Materiales y métodos

Pacientes. En este estudio se analizaron 55 muestras tomadas en el último año de seguimiento de 55 individuos infectados por el HIV, 36 atendidos en el Servicio de Clínica Médica del Hospital J.B. Alberdi y 19 en las Unidades Penitenciarias. Las características demográficas, clínicas y terapéuticas de los individuos analizados se muestran en la Tabla 1. El estadio clínico de todos los pacientes fue determinado según el criterio de clasificación del Centers for Disease Control 19. Se evaluaron los tratamientos luego de los 6 meses de su inicio, considerándose una buena respuesta a la TAAE cuando se lograba una CV no detectable, y mala si esta condición no se lograba en el mismo período de tiempo1, 5. Por otro lado, la respuesta a la TAAE fue considerada como"no evaluable"  cuando el período de suministro de la TAAE era menor a los 6 meses (Tabla 1). Sin embargo, para los pacientes que estaban recibiendo el 3er esquema de TAAE o superior se esperaba el mayor beneficio posible, optimizando el esquema a aplicar20. Las indicaciones del tratamiento y cambios, así como los esquemas utilizados se fueron modificando en el tiempo, siguiendo las recomendaciones del Panel de expertos de la Sociedad Internacional de SIDA21 y del Department of Health and Human Services de los EE.UU. [http://www.aidsinfo.nih.gov/guidelines/adult/AA_071403.pdf].

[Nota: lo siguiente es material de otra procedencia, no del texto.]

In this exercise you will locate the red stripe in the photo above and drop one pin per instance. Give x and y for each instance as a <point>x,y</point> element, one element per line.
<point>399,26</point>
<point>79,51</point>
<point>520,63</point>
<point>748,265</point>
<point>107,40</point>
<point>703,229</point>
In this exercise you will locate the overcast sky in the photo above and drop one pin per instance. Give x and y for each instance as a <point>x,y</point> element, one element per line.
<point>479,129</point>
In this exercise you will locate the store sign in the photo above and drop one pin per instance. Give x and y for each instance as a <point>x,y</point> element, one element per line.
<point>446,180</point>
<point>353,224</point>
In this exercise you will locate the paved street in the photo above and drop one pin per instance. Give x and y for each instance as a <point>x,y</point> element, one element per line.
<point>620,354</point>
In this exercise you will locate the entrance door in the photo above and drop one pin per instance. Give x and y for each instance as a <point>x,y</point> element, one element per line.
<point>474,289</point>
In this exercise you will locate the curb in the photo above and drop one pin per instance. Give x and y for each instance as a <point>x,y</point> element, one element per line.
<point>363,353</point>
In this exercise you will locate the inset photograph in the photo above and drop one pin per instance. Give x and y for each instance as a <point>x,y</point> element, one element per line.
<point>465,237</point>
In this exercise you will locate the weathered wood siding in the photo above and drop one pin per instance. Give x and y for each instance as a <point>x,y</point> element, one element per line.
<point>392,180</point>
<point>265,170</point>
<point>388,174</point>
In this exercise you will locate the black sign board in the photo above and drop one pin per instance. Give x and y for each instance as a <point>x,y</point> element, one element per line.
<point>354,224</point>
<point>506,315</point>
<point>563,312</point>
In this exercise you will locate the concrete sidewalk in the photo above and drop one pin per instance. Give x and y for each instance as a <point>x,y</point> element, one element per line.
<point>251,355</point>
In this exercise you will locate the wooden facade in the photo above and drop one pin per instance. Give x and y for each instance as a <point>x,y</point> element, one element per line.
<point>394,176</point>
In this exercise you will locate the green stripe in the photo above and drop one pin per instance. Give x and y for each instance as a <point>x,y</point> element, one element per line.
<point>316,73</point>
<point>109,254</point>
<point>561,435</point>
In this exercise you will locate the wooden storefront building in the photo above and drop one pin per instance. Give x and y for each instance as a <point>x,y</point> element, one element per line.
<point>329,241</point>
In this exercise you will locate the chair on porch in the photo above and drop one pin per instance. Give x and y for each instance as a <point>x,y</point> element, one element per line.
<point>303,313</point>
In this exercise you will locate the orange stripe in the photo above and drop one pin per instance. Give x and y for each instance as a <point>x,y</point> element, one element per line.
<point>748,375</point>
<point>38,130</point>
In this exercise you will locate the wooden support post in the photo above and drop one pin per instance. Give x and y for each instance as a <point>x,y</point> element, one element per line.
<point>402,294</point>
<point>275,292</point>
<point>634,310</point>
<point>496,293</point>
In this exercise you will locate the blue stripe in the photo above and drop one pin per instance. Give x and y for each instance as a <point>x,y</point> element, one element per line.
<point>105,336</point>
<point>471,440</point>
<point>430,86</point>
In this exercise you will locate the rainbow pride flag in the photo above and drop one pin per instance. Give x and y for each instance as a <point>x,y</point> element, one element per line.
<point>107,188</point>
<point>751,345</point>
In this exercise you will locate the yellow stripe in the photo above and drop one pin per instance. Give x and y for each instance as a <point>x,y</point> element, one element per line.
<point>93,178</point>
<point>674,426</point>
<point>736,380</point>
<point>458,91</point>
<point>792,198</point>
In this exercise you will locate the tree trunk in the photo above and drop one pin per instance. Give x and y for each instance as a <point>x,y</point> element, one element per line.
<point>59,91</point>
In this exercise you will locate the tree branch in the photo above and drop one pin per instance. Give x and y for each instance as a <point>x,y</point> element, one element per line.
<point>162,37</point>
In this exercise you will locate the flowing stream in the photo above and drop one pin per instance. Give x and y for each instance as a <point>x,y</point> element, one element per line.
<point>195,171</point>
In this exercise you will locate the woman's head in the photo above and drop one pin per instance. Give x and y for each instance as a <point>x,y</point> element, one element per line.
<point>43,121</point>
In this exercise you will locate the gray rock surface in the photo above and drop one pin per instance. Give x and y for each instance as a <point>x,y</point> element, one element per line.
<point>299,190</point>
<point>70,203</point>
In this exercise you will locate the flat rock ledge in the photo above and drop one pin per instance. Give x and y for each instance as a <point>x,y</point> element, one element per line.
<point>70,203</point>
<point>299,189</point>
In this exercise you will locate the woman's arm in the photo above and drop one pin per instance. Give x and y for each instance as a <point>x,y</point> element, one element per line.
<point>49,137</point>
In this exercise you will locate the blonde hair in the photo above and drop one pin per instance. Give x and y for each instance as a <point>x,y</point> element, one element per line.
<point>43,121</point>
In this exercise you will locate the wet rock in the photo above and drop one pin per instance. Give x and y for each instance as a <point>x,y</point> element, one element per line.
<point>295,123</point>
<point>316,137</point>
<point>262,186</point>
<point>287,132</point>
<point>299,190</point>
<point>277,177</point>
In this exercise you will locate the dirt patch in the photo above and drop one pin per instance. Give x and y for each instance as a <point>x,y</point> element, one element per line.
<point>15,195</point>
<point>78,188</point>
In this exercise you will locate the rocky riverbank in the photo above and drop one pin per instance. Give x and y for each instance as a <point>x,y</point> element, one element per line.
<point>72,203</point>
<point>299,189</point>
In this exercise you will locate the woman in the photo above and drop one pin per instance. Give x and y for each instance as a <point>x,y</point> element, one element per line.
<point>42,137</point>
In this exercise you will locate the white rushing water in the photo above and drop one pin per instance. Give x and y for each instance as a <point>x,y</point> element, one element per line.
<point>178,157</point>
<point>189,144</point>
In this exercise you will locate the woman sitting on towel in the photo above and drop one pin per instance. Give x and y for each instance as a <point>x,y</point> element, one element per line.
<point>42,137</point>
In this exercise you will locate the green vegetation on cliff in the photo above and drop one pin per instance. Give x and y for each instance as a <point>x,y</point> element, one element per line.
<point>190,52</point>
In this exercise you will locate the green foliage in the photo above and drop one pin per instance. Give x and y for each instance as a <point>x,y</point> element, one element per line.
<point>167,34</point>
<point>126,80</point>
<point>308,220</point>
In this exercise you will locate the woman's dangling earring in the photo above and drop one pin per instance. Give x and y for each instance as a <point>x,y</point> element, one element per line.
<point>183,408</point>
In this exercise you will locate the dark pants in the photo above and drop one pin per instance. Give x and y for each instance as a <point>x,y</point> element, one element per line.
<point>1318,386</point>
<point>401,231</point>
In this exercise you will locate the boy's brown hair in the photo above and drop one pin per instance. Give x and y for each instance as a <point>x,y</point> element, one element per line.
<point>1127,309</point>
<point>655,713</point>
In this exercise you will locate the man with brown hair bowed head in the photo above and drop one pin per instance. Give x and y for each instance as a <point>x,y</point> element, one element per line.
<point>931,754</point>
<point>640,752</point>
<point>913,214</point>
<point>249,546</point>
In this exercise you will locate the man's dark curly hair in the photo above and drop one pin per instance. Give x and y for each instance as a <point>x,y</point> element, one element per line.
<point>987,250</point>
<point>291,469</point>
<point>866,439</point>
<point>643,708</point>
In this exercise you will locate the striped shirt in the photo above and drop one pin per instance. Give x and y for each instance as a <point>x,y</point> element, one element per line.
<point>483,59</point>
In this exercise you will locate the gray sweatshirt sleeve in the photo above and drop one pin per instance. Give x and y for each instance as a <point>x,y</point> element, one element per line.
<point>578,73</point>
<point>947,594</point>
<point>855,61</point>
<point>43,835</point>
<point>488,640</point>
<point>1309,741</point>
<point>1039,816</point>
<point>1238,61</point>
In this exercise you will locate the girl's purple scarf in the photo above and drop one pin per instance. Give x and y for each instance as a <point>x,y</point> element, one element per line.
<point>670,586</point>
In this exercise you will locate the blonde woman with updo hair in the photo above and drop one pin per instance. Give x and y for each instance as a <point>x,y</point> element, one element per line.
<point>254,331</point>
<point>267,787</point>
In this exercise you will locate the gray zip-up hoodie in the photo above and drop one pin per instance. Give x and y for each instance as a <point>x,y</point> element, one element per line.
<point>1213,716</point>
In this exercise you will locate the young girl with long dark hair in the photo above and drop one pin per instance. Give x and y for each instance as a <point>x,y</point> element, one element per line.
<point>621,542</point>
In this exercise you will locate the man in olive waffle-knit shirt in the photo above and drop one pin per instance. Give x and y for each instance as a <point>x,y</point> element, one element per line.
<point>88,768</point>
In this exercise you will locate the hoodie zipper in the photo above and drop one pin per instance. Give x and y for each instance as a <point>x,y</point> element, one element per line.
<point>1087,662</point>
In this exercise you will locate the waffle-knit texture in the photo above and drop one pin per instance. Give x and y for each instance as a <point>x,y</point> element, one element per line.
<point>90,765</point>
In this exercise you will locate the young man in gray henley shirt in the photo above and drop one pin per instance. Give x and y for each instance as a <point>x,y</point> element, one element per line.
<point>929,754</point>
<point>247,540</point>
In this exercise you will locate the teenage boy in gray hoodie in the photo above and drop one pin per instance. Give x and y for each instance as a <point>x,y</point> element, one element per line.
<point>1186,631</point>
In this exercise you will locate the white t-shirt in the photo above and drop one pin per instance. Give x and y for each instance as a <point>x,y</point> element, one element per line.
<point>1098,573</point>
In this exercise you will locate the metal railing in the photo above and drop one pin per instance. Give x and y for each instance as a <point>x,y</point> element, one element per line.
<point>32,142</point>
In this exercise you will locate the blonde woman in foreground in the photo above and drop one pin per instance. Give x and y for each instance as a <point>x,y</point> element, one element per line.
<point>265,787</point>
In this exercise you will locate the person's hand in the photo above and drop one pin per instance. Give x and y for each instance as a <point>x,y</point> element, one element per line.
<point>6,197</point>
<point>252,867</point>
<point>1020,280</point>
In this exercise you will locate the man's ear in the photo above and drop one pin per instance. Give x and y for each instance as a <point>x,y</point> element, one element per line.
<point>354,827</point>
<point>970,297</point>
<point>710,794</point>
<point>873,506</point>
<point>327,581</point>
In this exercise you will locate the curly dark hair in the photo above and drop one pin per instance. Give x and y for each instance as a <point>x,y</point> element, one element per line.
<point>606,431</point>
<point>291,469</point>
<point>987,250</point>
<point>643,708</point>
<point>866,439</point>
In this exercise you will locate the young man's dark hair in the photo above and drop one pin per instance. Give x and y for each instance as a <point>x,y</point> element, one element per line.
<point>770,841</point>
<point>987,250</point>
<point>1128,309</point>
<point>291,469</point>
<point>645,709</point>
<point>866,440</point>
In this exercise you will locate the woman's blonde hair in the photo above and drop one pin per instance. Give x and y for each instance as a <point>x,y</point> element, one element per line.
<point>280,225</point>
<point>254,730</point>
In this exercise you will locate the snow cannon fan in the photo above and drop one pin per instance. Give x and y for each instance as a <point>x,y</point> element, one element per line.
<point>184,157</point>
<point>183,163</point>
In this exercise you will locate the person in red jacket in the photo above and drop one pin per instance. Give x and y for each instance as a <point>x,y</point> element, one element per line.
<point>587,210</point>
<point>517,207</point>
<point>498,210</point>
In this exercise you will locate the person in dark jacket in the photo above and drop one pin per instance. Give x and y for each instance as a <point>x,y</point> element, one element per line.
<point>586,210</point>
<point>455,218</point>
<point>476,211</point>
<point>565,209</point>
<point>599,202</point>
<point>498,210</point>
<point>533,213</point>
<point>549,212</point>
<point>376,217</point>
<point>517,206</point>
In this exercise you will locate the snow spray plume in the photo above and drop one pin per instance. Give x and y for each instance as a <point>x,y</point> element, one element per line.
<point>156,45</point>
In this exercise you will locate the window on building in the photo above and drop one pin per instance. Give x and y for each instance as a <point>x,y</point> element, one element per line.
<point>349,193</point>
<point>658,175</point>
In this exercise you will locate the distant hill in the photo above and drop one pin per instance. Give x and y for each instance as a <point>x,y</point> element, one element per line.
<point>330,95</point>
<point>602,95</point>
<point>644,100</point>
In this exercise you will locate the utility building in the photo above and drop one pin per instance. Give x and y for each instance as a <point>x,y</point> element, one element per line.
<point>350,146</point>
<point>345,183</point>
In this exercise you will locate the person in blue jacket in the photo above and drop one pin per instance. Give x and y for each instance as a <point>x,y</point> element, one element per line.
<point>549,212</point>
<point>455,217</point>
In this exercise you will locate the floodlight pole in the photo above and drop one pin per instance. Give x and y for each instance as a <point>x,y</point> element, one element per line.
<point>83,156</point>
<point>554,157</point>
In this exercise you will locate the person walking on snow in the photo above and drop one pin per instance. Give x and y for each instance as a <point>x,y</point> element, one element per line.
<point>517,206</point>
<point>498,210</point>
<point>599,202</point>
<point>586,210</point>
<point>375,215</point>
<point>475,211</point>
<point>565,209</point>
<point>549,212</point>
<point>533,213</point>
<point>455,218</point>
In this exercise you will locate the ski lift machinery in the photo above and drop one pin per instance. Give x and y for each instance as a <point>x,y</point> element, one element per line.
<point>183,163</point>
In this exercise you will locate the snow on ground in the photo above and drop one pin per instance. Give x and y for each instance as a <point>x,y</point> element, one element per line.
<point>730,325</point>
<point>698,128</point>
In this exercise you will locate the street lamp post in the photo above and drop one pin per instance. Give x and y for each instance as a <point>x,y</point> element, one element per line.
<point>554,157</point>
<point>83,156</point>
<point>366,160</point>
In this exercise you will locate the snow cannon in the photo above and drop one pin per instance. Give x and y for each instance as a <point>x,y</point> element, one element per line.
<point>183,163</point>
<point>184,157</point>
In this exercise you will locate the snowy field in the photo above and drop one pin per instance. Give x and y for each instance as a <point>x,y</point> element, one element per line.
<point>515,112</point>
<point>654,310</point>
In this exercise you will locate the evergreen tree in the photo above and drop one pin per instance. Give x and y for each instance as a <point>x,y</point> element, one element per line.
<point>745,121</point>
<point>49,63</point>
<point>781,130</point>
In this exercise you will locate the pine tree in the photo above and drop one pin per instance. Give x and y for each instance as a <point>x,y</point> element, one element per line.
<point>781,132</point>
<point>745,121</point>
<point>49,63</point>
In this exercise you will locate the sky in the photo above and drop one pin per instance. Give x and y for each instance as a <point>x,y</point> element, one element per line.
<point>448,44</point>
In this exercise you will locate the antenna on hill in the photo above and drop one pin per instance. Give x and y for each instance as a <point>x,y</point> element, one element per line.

TABLA 1.- Características generales de los pacientes incluidos en este estudio F: femenino; M: masculino; HA: Hospital Alberdi; UP: Unidad Penitenciaria; HET: heterosexual; H: homosexual; DEV: drogadicto endovenoso; NVP: nevirapina; ABC: abacavir; LPV: lopinavir; AZT: zidovudina; 3TC: lamivudina; D4T: stavudina; IDV: indinavir; DDI: didanosina; EFV: efavirenz; RTV: ritonavir; SQV: saquinavir

     Procesamiento de las muestras. Se recogieron 55 muestras de sangre entera tratadas con EDTA como anticoagulante. Para el análisis de la presencia de ARN del HIV se separaron los plasmas por centrifugación y se alicuotaron en fracciones de 200 µl, las que fueron congeladas a ­20°C hasta su uso. El ARN se extrajo a partir de 200 µl de plasma con un sistema comercial (High Pure Viral RNA kit, Roche, Alemania) y, para aumentar la sensibilidad del ensayo, fue resuspendido en 100 µl de H2O tratada con dietil pirocarbonato. Para el análisis de ADN HIV-T, de ADN 2LTR y de las subpoblaciones linfocitarias, se aislaron células mononucleares de sangre periférica (CMSP) a partir de las mismas muestras anteriores, mediante centrifu-gación en gradiente de Ficoll-Hypaque. Una alícuota de las CMSP se utilizó para el análisis de las subpoblaciones linfocitarias mediante citometría de flujo. Para el análisis de ADN HIV-T y de ADN 2LTR, las CMSP fueron contadas, alicuotadas en fracciones de 106 células/tubo y conservadas a -20°C hasta la lisis. La lisis fue realizada con una solución con detergentes no iónicos y proteinasa K e incubación a 56°C durante 90 minutos, como ha sido descripto22. La idoneidad de las muestras de CMSP fue verificada mediante amplificación del fragmento de 268 pb del gen que codifica para la b-globina humana23.
     Ensayos moleculares utilizados en la detección de ácidos nucleicos virales. La medida de CV plasmática del HIV fue realizada mediante el sistema Versant HIV-1 RNA 3.0 branch DNA (bDNA), según las instrucciones del fabricante (Bayer Corporation, EE.UU.). El ARN del HIV, el ADN HIV-T y el ADN 2LTR fueron determinados mediante ensayos cualitativos optimizados en nuestro laboratorio, cuyas características generales se muestran en la Fig. 2.


Fig. 2
.- Características generales de los ensayos de PCR con detección colorimétrica en microplaca. 1- Amplificación: el ADN diana es amplificado mediante PCR utilizando un cebador antisentido conjugado a biotina en el extremo 5'. 2- Hibridación en fase líquida: el fragmento amplificado biotinilado es desnaturalizado por calor e hibridado con una sonda específica conjugada a una molécula de fluoresceína en el extremo 5'. 3- Detección en microplaca: i) captura de los híbridos en una microplaca revestida con estreptavidina; ii) detección de los híbridos inmovilizados a la microplaca con un anticuerpo anti-fluoresceína conjugado con una peroxidasa; iii) revelado por adición del sustrato cromógeno y H2O2; iv) corte de la reacción de color por adición de H2SO4; v) lectura del color producido en un lector de microplacas a 450 nm.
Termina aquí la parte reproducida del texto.